Декабрь и рубли

А в декабре у Дениса завелись рубли. Они лежали в большой и красивой жестяной банке из-под импортного печенья на старинном книжном шкафу, что стоял в большой комнате (она же мамина, она же общая). Желтенькие помятые рублёвки, зеленые боевые трешки, даже синие пятерки — они смотрелись сиротливо среди сочных красных червонцев и густо-лиловых четвертных, и даже одинокий гордый полтинник красовался своим Лениным среди этой мелочевки. Лежала там в общей сумме пара тысяч — да только деньги были не его. Общие, Университета Цивилизаций.

Но и не возникало особого искушения их потратить. А на что? На еду хватало, только еды становилось как-то всё меньше и меньше. Во всяком случае, десятка-другая в кошельке постоянно водилась теперь и у Дениса. Жалко было спускать их на прогорклый кофе и вожделенные сосиски, когда в букинистических царило пиршество духа, и даже в их первом гуманитарном на самом первом этаже появились свои маленькие неформальные развальчики. Свой первый фиолетовый четвертной удалось обменять на карманное издание Нового Завета на греческом, самого начала века! И откуда только такое берется? Продавцы не рассказывали. Видно, наследство кто-то оставил.

А мама только охала и головой качала: целый четвертной на такую ерунду… А носить что будешь? Да что-нибудь придумаем, мам, не волнуйся, ну еще те ботинки у меня ничего. Ну что это такое: бегать по магазинам, вылавливать, выстаивать, примерять кондовое и пудовое в надежде, что на размер побольше не будут они так давить. Зато будут тереть. Такое только после кирзачей.

Ты же преподаватель теперь, — вздыхала мама и «доставала» через тетю Люду что-то элегантное, чешское или даже австрийское, лакированное, и как раз по ноге, просила не трепать просто так, надевать только на занятия. Денис смеялся и не возражал.

Объявления про свои занятия они с Надькой тогда напечатали, размножили, после нескольких подходов к чужому копировальному аппарату выросла стопка чуть не в тысячу листочков, их раздали всем-всем-всем, кто к Университету Цивилизаций был причастен. УЦ, называли его сокращенно, и Денису нравилось, что носит он название родной страны библейского героя Иова. Хотя, кажется, никто об этом особо и не задумывался, когда его называли. Или Элла так специально и хотела? У нее никогда не поймешь.

А потом началась расклейка. Одному, конечно, неудобно — они ходили с Надей. Один держит пачку бумажек, у второго тюбик с клеем, берешь одну, намазываешь, налепляешь, оглаживаешь — пять секунд. В одиночку сложнее. Главное, скучно в одиночку!

Вот чего-чего, а скучно с Надькой не бывает. О чем только они не болтали в эти дурацкие расклеечные часы! Бродили по центру или вокруг Универа, выбирали самые «свои» уголки и переулки, где будут проходить именно те люди, которых захочется потом учить. Клеили не просто на фонарные столбы — на стену самого красивого дома в стиле ар-нуво на Чистопрудном, голубого, со зверями, или на окошко неофициальной курилки первого корпуса («на сачке», как все называли, потому что там сачкуют), или на массивной ограде у входа в главное здание МГУ. Запасы таяли, приходилось выбирать, куда.

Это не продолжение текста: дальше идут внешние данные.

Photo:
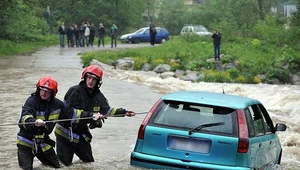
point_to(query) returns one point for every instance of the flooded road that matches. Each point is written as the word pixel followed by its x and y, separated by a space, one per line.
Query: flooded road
pixel 132 90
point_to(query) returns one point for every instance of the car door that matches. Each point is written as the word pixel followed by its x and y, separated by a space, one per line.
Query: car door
pixel 159 35
pixel 145 36
pixel 274 143
pixel 259 140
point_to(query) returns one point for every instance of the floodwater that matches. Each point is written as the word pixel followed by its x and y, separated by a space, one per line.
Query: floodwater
pixel 132 90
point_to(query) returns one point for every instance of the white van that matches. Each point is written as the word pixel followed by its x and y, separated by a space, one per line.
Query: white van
pixel 195 29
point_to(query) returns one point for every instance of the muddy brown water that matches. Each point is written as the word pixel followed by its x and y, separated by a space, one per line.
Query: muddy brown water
pixel 133 90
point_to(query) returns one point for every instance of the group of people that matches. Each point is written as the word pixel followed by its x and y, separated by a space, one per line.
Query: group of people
pixel 84 107
pixel 84 35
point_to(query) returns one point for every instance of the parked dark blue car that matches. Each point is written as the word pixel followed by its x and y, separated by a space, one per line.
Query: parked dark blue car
pixel 206 130
pixel 143 35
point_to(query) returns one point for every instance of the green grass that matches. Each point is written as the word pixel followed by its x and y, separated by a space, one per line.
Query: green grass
pixel 251 57
pixel 8 48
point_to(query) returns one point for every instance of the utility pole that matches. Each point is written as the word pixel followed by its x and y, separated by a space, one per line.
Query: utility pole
pixel 148 7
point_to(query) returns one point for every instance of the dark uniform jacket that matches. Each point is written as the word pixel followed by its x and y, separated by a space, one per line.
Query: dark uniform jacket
pixel 36 108
pixel 81 97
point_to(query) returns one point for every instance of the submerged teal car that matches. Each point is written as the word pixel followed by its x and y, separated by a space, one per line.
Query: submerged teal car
pixel 206 130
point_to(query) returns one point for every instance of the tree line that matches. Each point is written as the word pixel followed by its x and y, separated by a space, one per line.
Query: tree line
pixel 22 20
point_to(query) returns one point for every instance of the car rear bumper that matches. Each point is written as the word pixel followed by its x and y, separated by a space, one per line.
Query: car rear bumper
pixel 155 162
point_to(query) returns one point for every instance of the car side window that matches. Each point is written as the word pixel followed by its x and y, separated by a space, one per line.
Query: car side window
pixel 266 119
pixel 158 31
pixel 147 32
pixel 257 120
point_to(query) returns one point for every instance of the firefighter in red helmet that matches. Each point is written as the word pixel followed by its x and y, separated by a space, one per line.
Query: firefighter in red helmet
pixel 33 138
pixel 87 96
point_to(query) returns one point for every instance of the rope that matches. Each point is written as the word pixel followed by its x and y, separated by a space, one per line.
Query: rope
pixel 65 120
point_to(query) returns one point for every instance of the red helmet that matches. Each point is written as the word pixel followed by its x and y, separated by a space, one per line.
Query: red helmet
pixel 49 83
pixel 94 70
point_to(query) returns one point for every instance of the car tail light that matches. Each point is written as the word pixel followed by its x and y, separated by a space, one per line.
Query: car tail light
pixel 243 145
pixel 146 120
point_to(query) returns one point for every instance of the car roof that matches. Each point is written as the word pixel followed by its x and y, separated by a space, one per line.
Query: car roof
pixel 211 98
pixel 155 27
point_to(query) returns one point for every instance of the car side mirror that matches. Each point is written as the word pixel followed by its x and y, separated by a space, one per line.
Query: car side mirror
pixel 280 127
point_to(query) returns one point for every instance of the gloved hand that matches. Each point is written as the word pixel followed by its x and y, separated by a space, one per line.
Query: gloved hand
pixel 130 113
pixel 39 122
pixel 97 116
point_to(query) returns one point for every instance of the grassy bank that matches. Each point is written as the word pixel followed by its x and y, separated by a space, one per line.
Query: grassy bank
pixel 8 48
pixel 254 61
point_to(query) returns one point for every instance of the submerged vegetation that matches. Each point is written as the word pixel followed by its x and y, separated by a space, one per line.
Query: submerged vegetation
pixel 262 44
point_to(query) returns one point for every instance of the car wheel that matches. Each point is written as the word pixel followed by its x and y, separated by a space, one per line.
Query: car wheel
pixel 163 40
pixel 279 158
pixel 136 41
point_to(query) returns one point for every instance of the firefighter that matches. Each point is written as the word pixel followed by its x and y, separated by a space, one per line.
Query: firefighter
pixel 37 121
pixel 87 96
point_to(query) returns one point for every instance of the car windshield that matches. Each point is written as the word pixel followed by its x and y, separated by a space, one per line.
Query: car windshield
pixel 196 117
pixel 139 31
pixel 200 29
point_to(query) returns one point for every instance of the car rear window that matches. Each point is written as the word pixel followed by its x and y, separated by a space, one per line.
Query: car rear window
pixel 187 116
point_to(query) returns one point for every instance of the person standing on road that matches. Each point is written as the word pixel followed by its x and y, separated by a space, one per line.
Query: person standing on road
pixel 86 34
pixel 70 36
pixel 37 121
pixel 217 44
pixel 101 32
pixel 92 35
pixel 152 34
pixel 77 35
pixel 87 96
pixel 62 33
pixel 113 34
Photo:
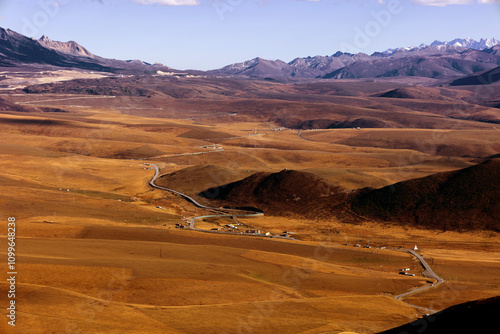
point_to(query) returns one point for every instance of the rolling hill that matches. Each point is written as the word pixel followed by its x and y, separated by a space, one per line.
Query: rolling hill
pixel 466 199
pixel 478 316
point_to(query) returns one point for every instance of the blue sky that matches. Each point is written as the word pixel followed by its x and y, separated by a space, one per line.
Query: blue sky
pixel 208 34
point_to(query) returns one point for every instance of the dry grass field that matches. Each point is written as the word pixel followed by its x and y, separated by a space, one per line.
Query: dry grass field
pixel 98 251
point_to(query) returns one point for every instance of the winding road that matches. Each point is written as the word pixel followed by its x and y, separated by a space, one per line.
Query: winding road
pixel 245 213
pixel 222 212
pixel 428 273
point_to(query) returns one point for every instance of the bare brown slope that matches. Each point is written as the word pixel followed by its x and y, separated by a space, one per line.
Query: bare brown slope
pixel 478 316
pixel 194 179
pixel 283 193
pixel 466 199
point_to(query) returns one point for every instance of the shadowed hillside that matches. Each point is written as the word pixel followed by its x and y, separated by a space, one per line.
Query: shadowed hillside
pixel 466 199
pixel 281 193
pixel 478 316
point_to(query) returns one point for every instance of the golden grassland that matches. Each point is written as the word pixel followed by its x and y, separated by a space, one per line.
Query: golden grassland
pixel 95 254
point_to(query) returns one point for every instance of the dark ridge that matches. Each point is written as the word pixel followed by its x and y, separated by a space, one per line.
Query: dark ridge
pixel 484 78
pixel 461 200
pixel 480 316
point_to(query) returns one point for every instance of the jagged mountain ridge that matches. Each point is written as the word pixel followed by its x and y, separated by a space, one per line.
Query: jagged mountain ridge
pixel 439 60
pixel 19 50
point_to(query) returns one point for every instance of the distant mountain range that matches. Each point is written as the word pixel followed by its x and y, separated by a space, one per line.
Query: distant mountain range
pixel 19 50
pixel 440 60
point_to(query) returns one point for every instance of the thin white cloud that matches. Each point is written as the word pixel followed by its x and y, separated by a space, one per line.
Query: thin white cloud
pixel 168 2
pixel 442 3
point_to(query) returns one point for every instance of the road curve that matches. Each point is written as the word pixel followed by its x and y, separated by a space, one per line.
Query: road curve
pixel 428 273
pixel 244 213
pixel 223 212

А Надя все-таки была замужем. Сказала об этом сразу, легко: муж тоже химик, пропадает в своих лабораториях, у него какой-то важный проект срывается из-за нехватки реактивов и всякое такое. Дочке пять лет, то в садике, то с бабушкой — а Надя, насидевшись с младенцем, вырвалась, как говорила сама, на оперативный простор, торопилась радоваться и жить. Но сроки выдерживала строго: дочку из садика сегодня забирать не позже семи, давай, Денька, пока-пока, завтра увидимся. И чмок в щечку. Вот именно чмок и именно в щечку. А хотелось бы…

Но нет, чужая жена — это чужая жена. Судя по всему, с мужем не всё там было ладно. Она не жаловалась, но видно было, что не хватает ей человечьего, теплого и живого. А может, просто жадная была до общения и жизни — она так же тянулась и ко всем остальным, кто был рядом. Или не так же? Или выделяла Деньку среди всех? Вот кажется, да…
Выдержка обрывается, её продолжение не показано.